Understanding Hekla and Eyjafjallajökull
What is the meaning of Hekla? You’ve probably heard of Iceland’s most famous volcano, but the answer to what its name means can be found on the website of MS dairy company which, in cooperation with Árni Magnússon Institute for Icelandic Studies, worked to increase people’s awareness of place names by printing explanations of them on their milk cartons.
The word Hekla can mean coat or outer garment. The origin of the name may have to do with the fact that Hekla puts on a coat of snow earlier than most mountains, only to throw it off in spring when weather allows.
Lakagígar is a series of craters near Vatnajökull glacier. The origin of their name comes as a surprise. The word Lakagígar means the craters of Laki, which is the mountain at their center. Laki is the word for one of the compartments of a ruminant’s stomach, more precisely the omasum. The name is believed to stem from the fact that the shape of the mountain reminded people of that of an omasum.

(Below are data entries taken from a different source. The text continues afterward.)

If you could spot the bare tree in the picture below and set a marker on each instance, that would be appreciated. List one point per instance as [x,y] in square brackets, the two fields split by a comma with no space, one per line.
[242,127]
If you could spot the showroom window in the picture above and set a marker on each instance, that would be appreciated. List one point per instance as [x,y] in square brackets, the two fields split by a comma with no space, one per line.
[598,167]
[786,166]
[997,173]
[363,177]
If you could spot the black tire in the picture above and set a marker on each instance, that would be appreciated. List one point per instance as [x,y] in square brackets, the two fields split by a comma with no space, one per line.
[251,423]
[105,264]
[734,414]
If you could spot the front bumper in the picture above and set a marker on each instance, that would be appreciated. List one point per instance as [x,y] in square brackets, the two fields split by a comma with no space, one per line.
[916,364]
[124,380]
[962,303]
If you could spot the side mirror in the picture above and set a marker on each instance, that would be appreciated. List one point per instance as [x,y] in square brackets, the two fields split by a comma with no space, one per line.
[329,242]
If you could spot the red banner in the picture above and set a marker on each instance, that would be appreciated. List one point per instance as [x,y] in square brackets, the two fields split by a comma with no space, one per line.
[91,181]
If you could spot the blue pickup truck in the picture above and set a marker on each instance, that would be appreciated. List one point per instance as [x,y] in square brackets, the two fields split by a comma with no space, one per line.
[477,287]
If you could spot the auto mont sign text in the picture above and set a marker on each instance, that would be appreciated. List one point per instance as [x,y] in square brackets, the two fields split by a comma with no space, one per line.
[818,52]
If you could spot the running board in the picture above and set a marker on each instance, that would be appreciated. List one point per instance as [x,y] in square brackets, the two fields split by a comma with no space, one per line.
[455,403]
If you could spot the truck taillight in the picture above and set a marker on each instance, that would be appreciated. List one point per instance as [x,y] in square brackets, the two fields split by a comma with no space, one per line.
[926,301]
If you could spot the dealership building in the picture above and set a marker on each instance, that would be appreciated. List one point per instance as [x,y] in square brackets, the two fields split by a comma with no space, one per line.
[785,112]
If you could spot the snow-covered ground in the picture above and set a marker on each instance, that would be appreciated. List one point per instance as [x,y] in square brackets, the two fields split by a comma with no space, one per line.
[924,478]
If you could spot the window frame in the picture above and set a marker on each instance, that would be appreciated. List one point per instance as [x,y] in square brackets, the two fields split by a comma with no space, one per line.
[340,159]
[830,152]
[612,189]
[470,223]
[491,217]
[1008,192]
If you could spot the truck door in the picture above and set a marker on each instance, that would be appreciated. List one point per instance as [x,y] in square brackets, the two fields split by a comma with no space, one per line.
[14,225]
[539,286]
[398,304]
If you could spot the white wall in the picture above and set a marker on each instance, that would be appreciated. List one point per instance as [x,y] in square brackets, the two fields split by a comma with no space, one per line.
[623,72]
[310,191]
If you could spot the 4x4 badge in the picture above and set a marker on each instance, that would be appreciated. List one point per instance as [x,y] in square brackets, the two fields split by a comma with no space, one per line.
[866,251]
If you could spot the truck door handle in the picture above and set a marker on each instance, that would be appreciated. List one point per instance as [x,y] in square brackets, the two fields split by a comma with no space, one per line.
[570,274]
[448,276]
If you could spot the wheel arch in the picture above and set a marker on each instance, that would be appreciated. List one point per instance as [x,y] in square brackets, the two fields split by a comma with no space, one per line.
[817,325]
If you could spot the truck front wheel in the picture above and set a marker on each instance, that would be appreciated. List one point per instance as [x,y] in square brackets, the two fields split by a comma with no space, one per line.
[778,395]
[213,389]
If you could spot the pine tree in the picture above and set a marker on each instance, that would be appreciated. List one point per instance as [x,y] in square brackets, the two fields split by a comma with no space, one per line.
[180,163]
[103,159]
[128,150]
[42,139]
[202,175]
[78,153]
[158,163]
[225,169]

Esja, the mountain across the bay from Reykjavík, has an interesting name. Old stories exist of an Irish woman by the name of Esja, who lived in Esjuberg. Therefore, some believe the name is Irish. More likely, though, it is a Scandinavian female name, for it exists all over Scandinavia, meaning both fireplace and a type of rock. It may refer to a light-colored rock type, found in the mountain.
Fnjóskadalur valley in North Iceland is the site of Vaglaskógur forest. The name is made from the words fnjóskur, meaning a dry peace of wood, and dalur, meaning valley. Archaeological finds in the valley suggest that ages ago, coal was made from dry wood in the forest.
And how about dissecting the word Eyjafjallajökull, the volcano which famously erupted 2010, stranding passengers in many parts of the world? Pronouncing the word proved difficult for many a tourist, whereas understanding it is quite easy. The word is derived from two words: Eyjafjöll and jökull. Jökull means glacier and Eyjafjöll means island mountains. Eyjafjöll is the name of the mountains under the Eyjafjallajökull ice cap. The islands referred to may be Vestmannaeyjar islands, to the south, or Landeyjar, the area to the west of the mountains.